Facial Keypoint Detection with Neural Networks
By Ruochen(Chloe) Liu
Overview
In this project, I use neural networks to automatically detect facial keypoints, and I use PyTorch as the deep learning framework.
Part 1: Nose Tip Detection
In the first part, I use the IMM Face Database for training an initial toy model for nose tip detection. I first define a customized dataset (torch.utils.data.Dataset) where I write my own __init__ and __getitem__ method for initializing and accessing the dataset. And then I transform it into a dataloader (torch.utils.data.DataLoader).
Below are some sample images with corresponding ground-truth keypoints.

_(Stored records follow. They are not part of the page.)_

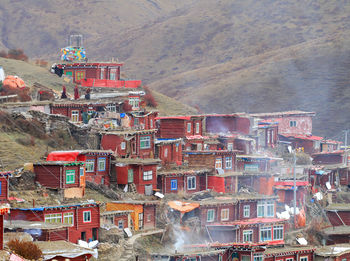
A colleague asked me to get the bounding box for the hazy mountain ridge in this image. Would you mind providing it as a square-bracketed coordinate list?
[0, 0, 350, 136]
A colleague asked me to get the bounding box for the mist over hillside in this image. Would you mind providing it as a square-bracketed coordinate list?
[0, 0, 350, 137]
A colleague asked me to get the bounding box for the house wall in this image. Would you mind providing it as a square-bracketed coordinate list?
[199, 203, 236, 226]
[158, 119, 186, 138]
[85, 154, 111, 186]
[132, 164, 157, 194]
[8, 206, 100, 244]
[262, 115, 312, 135]
[143, 205, 156, 229]
[106, 202, 143, 231]
[326, 210, 350, 226]
[0, 175, 9, 202]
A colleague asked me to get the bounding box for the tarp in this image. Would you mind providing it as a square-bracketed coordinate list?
[46, 150, 86, 161]
[168, 200, 199, 213]
[3, 75, 26, 89]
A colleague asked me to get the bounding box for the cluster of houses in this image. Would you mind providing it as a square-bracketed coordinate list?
[0, 60, 350, 261]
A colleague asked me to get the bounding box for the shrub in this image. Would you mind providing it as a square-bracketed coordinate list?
[7, 239, 43, 260]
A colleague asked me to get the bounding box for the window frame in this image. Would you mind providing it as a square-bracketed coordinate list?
[243, 205, 250, 218]
[62, 212, 74, 226]
[225, 157, 232, 169]
[65, 169, 76, 184]
[142, 170, 153, 181]
[242, 229, 253, 243]
[140, 136, 151, 150]
[187, 176, 197, 190]
[85, 159, 95, 172]
[170, 179, 177, 191]
[83, 210, 92, 223]
[220, 208, 230, 221]
[207, 208, 215, 223]
[44, 213, 62, 224]
[97, 157, 107, 171]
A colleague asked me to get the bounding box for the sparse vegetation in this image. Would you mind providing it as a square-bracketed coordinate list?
[7, 239, 42, 260]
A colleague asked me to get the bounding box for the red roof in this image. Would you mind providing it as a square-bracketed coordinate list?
[207, 218, 285, 226]
[46, 150, 86, 161]
[282, 134, 323, 141]
[156, 116, 192, 121]
[275, 181, 309, 186]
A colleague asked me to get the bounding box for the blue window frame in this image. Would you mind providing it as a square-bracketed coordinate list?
[170, 179, 177, 190]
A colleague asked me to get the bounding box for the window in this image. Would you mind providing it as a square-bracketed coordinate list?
[129, 97, 140, 109]
[106, 103, 117, 112]
[45, 213, 62, 223]
[254, 254, 263, 261]
[221, 208, 230, 221]
[98, 158, 106, 171]
[258, 201, 275, 217]
[243, 230, 253, 242]
[273, 225, 283, 240]
[71, 111, 79, 122]
[187, 122, 191, 133]
[289, 121, 297, 127]
[215, 158, 222, 169]
[100, 68, 105, 79]
[140, 136, 151, 149]
[143, 170, 153, 180]
[63, 212, 74, 225]
[170, 179, 177, 190]
[260, 224, 271, 242]
[207, 209, 215, 222]
[85, 159, 95, 172]
[226, 157, 232, 169]
[83, 210, 91, 223]
[196, 122, 199, 134]
[243, 205, 250, 217]
[66, 169, 75, 184]
[187, 177, 196, 190]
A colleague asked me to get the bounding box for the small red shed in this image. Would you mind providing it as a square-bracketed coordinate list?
[7, 203, 100, 243]
[34, 161, 85, 198]
[100, 129, 156, 158]
[113, 158, 160, 195]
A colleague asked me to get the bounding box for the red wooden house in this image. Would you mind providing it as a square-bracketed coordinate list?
[315, 242, 350, 261]
[46, 150, 113, 186]
[34, 161, 85, 198]
[279, 134, 323, 154]
[112, 158, 160, 195]
[100, 210, 132, 230]
[157, 169, 212, 194]
[7, 203, 100, 243]
[250, 111, 315, 135]
[50, 98, 125, 122]
[156, 116, 203, 139]
[0, 204, 10, 250]
[100, 129, 156, 158]
[130, 111, 158, 130]
[52, 62, 141, 88]
[106, 200, 159, 231]
[273, 180, 309, 207]
[0, 171, 12, 202]
[204, 113, 252, 135]
[155, 139, 182, 166]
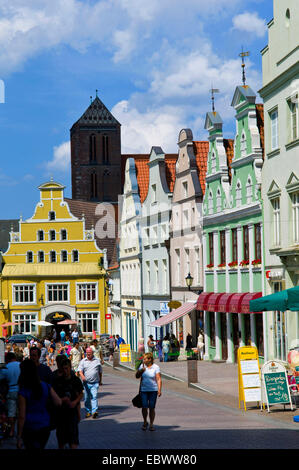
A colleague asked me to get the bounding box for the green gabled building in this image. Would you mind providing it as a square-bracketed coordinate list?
[197, 85, 264, 362]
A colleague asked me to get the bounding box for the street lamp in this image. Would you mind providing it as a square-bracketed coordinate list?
[185, 273, 193, 290]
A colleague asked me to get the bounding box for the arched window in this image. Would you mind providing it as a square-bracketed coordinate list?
[208, 190, 214, 214]
[102, 134, 109, 163]
[240, 131, 247, 158]
[216, 188, 222, 212]
[89, 134, 97, 162]
[246, 176, 252, 204]
[236, 181, 242, 207]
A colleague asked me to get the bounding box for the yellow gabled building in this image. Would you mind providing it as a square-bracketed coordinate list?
[0, 181, 108, 335]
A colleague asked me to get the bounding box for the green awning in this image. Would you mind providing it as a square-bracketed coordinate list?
[249, 286, 299, 312]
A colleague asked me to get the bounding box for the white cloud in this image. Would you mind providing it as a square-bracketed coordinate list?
[46, 141, 71, 173]
[232, 11, 267, 38]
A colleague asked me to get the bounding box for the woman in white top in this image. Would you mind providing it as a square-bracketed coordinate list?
[136, 353, 162, 431]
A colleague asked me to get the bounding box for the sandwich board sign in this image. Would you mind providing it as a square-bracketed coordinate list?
[119, 344, 131, 362]
[262, 361, 293, 413]
[238, 346, 261, 411]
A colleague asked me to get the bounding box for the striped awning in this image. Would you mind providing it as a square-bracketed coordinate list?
[149, 302, 196, 328]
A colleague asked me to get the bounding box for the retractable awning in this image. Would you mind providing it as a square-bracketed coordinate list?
[149, 302, 196, 328]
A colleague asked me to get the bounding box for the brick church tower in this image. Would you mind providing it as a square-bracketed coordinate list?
[70, 96, 122, 203]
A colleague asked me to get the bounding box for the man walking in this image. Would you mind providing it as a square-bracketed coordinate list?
[78, 348, 102, 419]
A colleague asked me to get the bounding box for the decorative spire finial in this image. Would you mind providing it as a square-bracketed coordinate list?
[210, 84, 220, 113]
[239, 46, 250, 86]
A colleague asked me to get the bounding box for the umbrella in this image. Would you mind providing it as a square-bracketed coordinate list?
[32, 320, 53, 326]
[249, 286, 299, 312]
[57, 320, 78, 325]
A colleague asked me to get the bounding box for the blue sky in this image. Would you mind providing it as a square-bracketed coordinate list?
[0, 0, 273, 219]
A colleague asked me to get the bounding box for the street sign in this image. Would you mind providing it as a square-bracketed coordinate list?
[238, 346, 262, 411]
[167, 300, 182, 309]
[119, 344, 131, 362]
[262, 361, 293, 413]
[160, 302, 170, 317]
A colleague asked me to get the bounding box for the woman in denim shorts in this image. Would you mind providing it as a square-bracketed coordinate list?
[136, 353, 162, 431]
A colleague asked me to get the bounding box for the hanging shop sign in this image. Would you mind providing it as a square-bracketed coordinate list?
[119, 344, 131, 362]
[238, 346, 262, 411]
[262, 361, 293, 413]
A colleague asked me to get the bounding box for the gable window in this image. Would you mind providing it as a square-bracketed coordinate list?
[243, 225, 249, 261]
[60, 250, 67, 263]
[220, 230, 226, 264]
[246, 176, 252, 204]
[288, 95, 298, 141]
[270, 109, 278, 150]
[47, 284, 69, 302]
[37, 230, 44, 241]
[236, 181, 242, 207]
[37, 251, 45, 263]
[254, 224, 262, 260]
[232, 228, 238, 262]
[49, 230, 56, 241]
[240, 131, 247, 158]
[272, 197, 280, 246]
[291, 192, 299, 243]
[60, 229, 67, 240]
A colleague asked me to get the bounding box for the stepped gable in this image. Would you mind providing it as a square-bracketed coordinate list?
[255, 103, 265, 160]
[193, 141, 209, 196]
[74, 96, 120, 126]
[122, 153, 178, 204]
[64, 198, 118, 266]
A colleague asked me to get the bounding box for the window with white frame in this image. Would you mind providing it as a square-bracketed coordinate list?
[288, 95, 298, 141]
[47, 284, 69, 302]
[240, 130, 247, 158]
[77, 282, 98, 303]
[78, 312, 99, 334]
[272, 197, 280, 246]
[60, 250, 67, 263]
[291, 192, 299, 243]
[13, 313, 38, 334]
[270, 109, 278, 150]
[26, 251, 33, 263]
[13, 284, 36, 304]
[236, 181, 242, 207]
[37, 251, 45, 263]
[246, 176, 252, 204]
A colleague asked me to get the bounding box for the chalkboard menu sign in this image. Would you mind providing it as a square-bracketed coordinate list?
[262, 361, 293, 412]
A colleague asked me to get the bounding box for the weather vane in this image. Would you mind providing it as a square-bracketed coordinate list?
[239, 47, 250, 86]
[210, 84, 220, 113]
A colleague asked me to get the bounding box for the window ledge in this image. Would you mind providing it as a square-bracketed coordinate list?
[267, 148, 280, 158]
[285, 138, 299, 150]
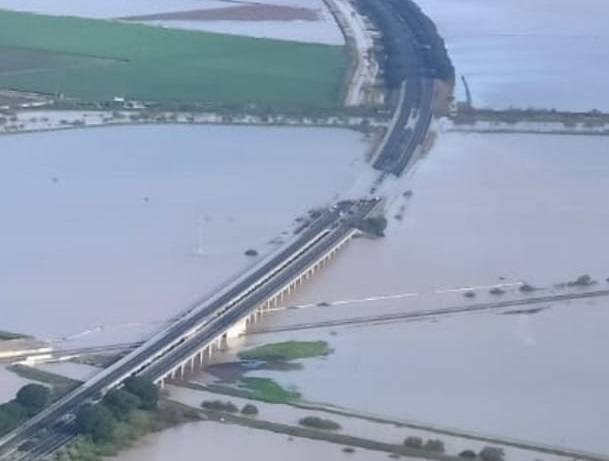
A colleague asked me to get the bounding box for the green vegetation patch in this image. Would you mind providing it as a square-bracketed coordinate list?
[0, 384, 51, 437]
[0, 47, 114, 76]
[239, 378, 301, 403]
[7, 364, 82, 398]
[239, 341, 330, 360]
[0, 10, 348, 109]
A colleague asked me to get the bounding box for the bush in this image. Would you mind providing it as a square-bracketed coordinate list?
[124, 376, 159, 410]
[0, 400, 28, 436]
[241, 403, 258, 416]
[404, 436, 423, 449]
[104, 389, 142, 420]
[479, 447, 505, 461]
[423, 439, 444, 453]
[76, 404, 116, 441]
[201, 400, 239, 413]
[298, 416, 340, 431]
[17, 384, 51, 416]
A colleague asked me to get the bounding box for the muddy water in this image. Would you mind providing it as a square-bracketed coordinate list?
[0, 127, 365, 344]
[119, 423, 387, 461]
[417, 0, 609, 110]
[226, 134, 609, 452]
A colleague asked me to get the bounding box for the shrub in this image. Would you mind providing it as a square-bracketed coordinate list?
[17, 384, 51, 416]
[201, 400, 239, 413]
[104, 389, 142, 420]
[241, 403, 258, 416]
[125, 376, 159, 410]
[76, 404, 116, 441]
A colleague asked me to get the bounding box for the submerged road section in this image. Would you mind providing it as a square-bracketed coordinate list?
[0, 199, 380, 460]
[356, 0, 454, 176]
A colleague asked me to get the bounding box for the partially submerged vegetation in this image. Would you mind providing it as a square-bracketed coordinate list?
[239, 341, 330, 361]
[0, 384, 51, 437]
[55, 377, 200, 461]
[7, 364, 81, 398]
[239, 377, 302, 403]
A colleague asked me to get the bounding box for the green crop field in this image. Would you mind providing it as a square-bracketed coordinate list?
[0, 10, 348, 108]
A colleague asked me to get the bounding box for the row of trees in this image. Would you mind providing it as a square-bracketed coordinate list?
[0, 384, 51, 436]
[76, 377, 159, 441]
[358, 0, 455, 88]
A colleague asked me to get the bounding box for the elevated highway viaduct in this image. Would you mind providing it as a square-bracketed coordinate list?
[0, 199, 380, 460]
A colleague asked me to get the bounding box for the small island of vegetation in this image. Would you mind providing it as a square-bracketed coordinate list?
[239, 341, 331, 361]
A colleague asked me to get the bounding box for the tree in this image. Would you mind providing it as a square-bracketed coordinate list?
[76, 404, 116, 440]
[104, 389, 142, 420]
[17, 384, 51, 416]
[0, 400, 28, 436]
[125, 376, 159, 410]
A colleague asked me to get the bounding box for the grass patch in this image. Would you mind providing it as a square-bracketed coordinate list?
[239, 341, 330, 360]
[0, 10, 348, 109]
[239, 378, 301, 403]
[6, 365, 82, 398]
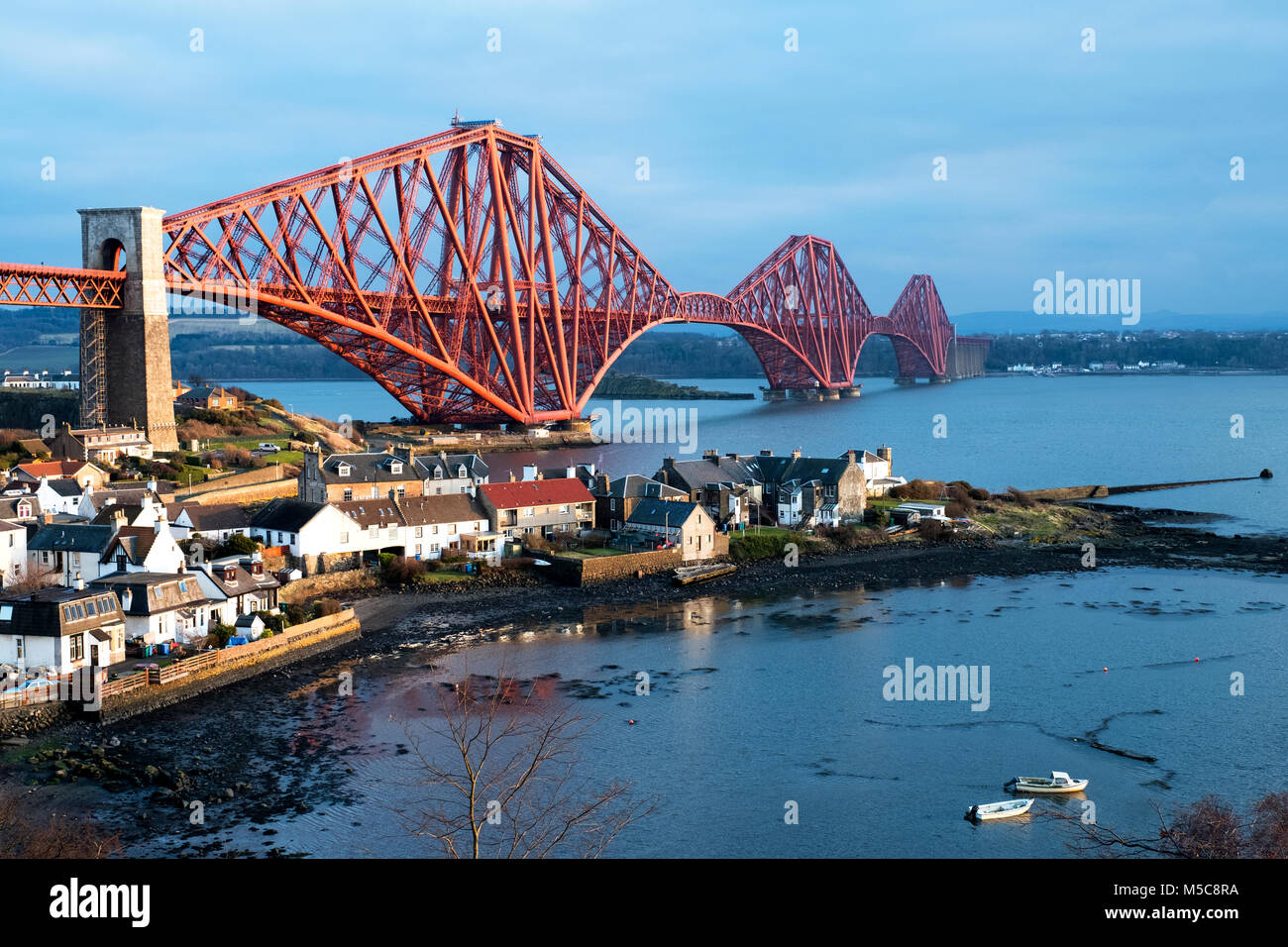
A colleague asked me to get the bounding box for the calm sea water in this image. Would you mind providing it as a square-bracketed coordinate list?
[234, 374, 1288, 532]
[141, 376, 1288, 857]
[141, 570, 1288, 857]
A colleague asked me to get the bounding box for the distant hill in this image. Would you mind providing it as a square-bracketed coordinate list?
[948, 309, 1288, 335]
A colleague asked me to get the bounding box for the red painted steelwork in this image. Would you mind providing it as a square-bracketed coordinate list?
[0, 124, 968, 424]
[0, 263, 125, 309]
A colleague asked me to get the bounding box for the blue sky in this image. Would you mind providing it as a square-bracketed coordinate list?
[0, 0, 1288, 313]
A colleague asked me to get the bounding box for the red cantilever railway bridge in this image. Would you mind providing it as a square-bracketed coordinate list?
[0, 123, 987, 423]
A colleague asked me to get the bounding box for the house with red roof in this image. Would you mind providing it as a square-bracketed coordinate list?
[478, 476, 595, 539]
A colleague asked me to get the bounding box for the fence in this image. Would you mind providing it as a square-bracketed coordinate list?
[0, 674, 72, 710]
[103, 672, 149, 697]
[149, 651, 220, 684]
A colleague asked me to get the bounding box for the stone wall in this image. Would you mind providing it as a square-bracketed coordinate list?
[0, 701, 72, 738]
[277, 570, 376, 603]
[98, 608, 360, 723]
[535, 549, 684, 585]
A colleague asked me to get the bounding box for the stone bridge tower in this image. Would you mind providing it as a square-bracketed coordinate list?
[78, 207, 179, 451]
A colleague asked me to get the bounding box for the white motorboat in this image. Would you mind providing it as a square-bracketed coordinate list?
[966, 798, 1033, 822]
[1004, 770, 1091, 792]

Later I define my own CNN model with 3 convolution layers, each followed by a max pooling layer and a Rectilinear Unit, and 2 fully connected layers in the end. I use the mean squared error loss (torch.nn.MSELoss) as the prediction loss and Adam (torch.optim.Adam) with a learning rate of 1e-3. I train my model for 15 epochs.
Below are the details of my network and the training curves for train and validation accuracy.
Here are some of the images and the prediction output of my CNN model. The images on the first row are quite successful while the ones on the second row are bad. It is probably because our dataset is relatively small, and if in most of the sample images the person face the front, when we encounter images where the face direction is different, the model could not generalize very well and thus gives us bad result.
Part 2: Full Facial Keypoints Detection
In this section I move forward and detect all 58 facial keypoints/landmarks in the same datasets. The procedure is pretty much the same as the previous part, while in this part I also do some data augmentation, which means randomly changing the brightness and saturation of the image (torchvision.transforms.ColorJitter) and randomly rotating the face for like -15 to 15 degrees, and I also have to update the keypoints to reflect the changes in images. In this way, I can prevent the model from overfitting.
Below are some sample images with corresponding ground-truth keypoints.
In this part, I define a more complicated CNN model with 4 convolution layers, 3 maxpooling layers and 2 fully connected layers. Again, I use the mean squared error loss (torch.nn.MSELoss) as the prediction loss and Adam (torch.optim.Adam) with a learning rate of 1e-3. I trained the model for 25 epochs. The details of the model architecture and training curves are as follow:
Here are some sample images and my model's predictions. The first two look good, while the two on the second rows are off. Again, this is probably because we do not have enough data, so if most faces in the training set are centered and angled straight forward, my model might have a hard time predicting when it encounters images in the test set that do not follow this pattern.
Below is the visualization of the learned filters for the first two convolution layer in my model.
Part 3: Train With Larger Dataset
For this part, I use a larger dataset, specifically the ibug face in the wild dataset for training a facial keypoints detector. I perform the same data augmentation as in the previous part and use the pretrained Resnet18 model. I change the dimension configuration in the first and last layer in this model to fit my training set and leave all the other parameters unchanged. I train it for 25 epochs with a learning rate of 0.005. During the training, I keep track of the lowest epoch loss and save the best model. Then I evaluate my model on a test set, and according to Kaggle, the score of my prediction is 10.64230.
Here are some sample images from the test set and my model's predictions.
And finally, I picked some images from my own collection and tried my model on them. We can see that the model works pretty well on the first two while it does not do as well on the last two images. This is probably because I cropped the first two images in exactly the same way as the IMM training sets while for the last two, I leave more background and this might add difficulties for the model to make the correct predictions.